More in detail, they interpret the problem of a policymaker taking policy decisions about the COVID emergency as happening in an environment characterized by three layers of uncertainty: uncertainty about models, across models, and within models. Uncertainty about models relates to the fact that models are, by design, simplifications of more complex phenomena, and hence are necessarily misspecified, at least to some extent. For instance, they might not include some variables that are instead important. Uncertainty across models encompasses both the proliferation of different models and the fact that the parameters of each single model are unknown. In the COVID-19 context, these parameters include the effective reproduction number (the now famous Rt index) and the disease latent period. Finally, uncertainty within models accounts for the fact that – apart from deterministic models, that however are often oversimplistic – even a fully specified model has uncertain outcomes. For example, when flipping coins or rolling dice, we have full knowledge of the probability model but still cannot anticipate the outcome, because the latter is random.

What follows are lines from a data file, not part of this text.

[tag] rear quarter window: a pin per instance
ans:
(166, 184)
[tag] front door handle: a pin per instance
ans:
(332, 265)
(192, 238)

In front of this complexity, formal decision rules can be of great help. A formal decision problem consists of a set of actions, a set of consequences and a set of environment states, plus a function that associates a consequence to each action-state couple. In the case of COVID-19, the considered actions may be different durations of school closures, while consequences include both the benefits of this kind of action (e.g. reducing infections, hospitalizations and deaths) and its costs (worse education for children, struggles for working parents, etc.) and also depend on the environment state (i.e. the pandemic and economic situation). A formal decision rule is then a function that associates the “best” action to the observed data.

“Various decision rules exist and picking the best one for a particular situation remains a non-trivial problem,” says Professor Bosetti, &laquohowever this approach can help weed out bad solutions from the debate.”

“Policymakers can check their decisions by asking whether they can be justified using a formal decision rule,” explains Professor Marinacci. “Used this way, formal decision rules can help policymakers clarify the problem, test their intuition, and avoid reasoning mistakes that have been documented in psychological studies, like confirmation and optimism bias.”

“In practical terms, ensuring that policy options are in line with formal decision rules could be achieved by including a decision analyst in the group of advisors. This would assist policymakers not only in accounting for all sources of uncertainty while taking decisions, but also in communicating this uncertainty transparently, either to the citizens, or to a potential investigating committee. Being open about the degree of uncertainty surrounding the scientific evidence used to guide policy choices is a valuable way of retaining public trust and avoiding that single self-described experts over-influence both citizens and policymakers.”